ACID MOTHERS TEMPLE – Mono, Glasgow, 14/11/06
Taking valuable time out from a fat-packed schedule that sees them releasing on average nine shockingly good albums an hour, Japan’s premier intergalactic beardshow touches down in Glasgow. Following recent excursions as the Cosmic Inferno, as SWR, and as the Soul Collective, Kawabata Makoto and his fuzzy brothers are once again travelling as Acid Mothers Temple and the Melting Paraiso UFO. However, it must be said that the major difference between these bands largely comes down to how much room their names take up on a T-shirt.
Given AMT’s cosmic leanings, it’s surprising that they don’t begin with a Big Bang, but rather ease themselves into a drowsy, bluesy groove.
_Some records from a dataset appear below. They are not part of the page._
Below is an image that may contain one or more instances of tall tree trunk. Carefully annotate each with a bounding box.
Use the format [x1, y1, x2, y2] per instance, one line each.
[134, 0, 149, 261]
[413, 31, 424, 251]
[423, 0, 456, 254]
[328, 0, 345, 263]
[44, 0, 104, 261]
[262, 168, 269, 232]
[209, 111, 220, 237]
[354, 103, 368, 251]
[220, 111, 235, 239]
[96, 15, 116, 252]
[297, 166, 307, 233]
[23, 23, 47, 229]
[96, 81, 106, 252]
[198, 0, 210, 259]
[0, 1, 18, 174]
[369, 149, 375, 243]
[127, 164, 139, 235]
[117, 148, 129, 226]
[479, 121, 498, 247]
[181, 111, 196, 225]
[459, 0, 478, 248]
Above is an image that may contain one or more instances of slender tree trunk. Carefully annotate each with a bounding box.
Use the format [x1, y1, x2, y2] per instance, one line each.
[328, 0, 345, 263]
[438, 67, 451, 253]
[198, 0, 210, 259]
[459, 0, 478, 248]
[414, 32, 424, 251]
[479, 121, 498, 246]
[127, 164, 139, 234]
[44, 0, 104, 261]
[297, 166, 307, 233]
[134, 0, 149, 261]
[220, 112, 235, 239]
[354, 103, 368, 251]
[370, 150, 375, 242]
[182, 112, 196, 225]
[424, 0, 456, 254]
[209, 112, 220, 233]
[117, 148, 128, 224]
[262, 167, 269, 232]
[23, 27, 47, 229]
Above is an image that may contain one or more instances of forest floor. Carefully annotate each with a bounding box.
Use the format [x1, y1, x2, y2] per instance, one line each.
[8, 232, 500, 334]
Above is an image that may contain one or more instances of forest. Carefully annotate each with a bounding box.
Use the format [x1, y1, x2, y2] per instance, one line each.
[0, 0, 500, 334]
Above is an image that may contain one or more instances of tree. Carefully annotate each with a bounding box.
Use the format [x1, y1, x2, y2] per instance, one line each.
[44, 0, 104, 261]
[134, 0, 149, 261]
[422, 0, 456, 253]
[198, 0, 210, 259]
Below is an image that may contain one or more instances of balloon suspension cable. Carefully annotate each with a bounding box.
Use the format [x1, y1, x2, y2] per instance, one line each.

But it isn’t long before the band’s kraut-flavoured freakout blows in like Hurricane Hawkwind until wilful ’70s stoner throwback ‘Dark Star Blues’ establishes a colossally heavy metallic chug. While the rest of the band kiss the sky with gusto, it’s Kawabata himself who is the centre of attention. He’s a truly monstrous guitarist, whose furious, intuitive and hugely physical playing can’t help but draw comparisons with Hendrix.
A hilarious, syncopated Occitanian-style chanting interlude sees bass-demon Tsuyama showcasing his throat-singing skills, but it doesn’t explain why tonight he has chosen to model his look on Compo from Last of the Summer Wine. Following a brief burst of herky-jerky Beefhartian insanity, Kawabata gently picks the heartbreakingly gorgeous opening guitar line of ‘Pink Lady Lemonade’, and Mono lets out a collective ‘aaaahhhhh’. It’s a strange and gratifying thing to hear an hour-long lysergic jam greeted as if it’s a number-one hit single, especially one whose beat is in a geological time signature. The delicate central phrase cycles repeatedly, constantly deferring the inevitable moment when the poignant, overdriven lead will break through. Twice during its extended lifetime, the Pink Lady literally fizzes away in intoxicating bubbles of dreamy fuzz, only to rise again, with far more vitality than before, opening rifts in space and doors of perception.
There’s a relatively brief encore of ‘La Novia’, the closest this band get to a singalong anthem, before it all ascends into blissful cloud-borne chaos, culminating in Kawabata’s guitar hanging by its strings from the lights as it attempts to achieve escape velocity. There are certain bands that everyone should see at least once during their lifetime, but with AMT that’s just not nearly enough. Try once per album in their catalogue. That should do it.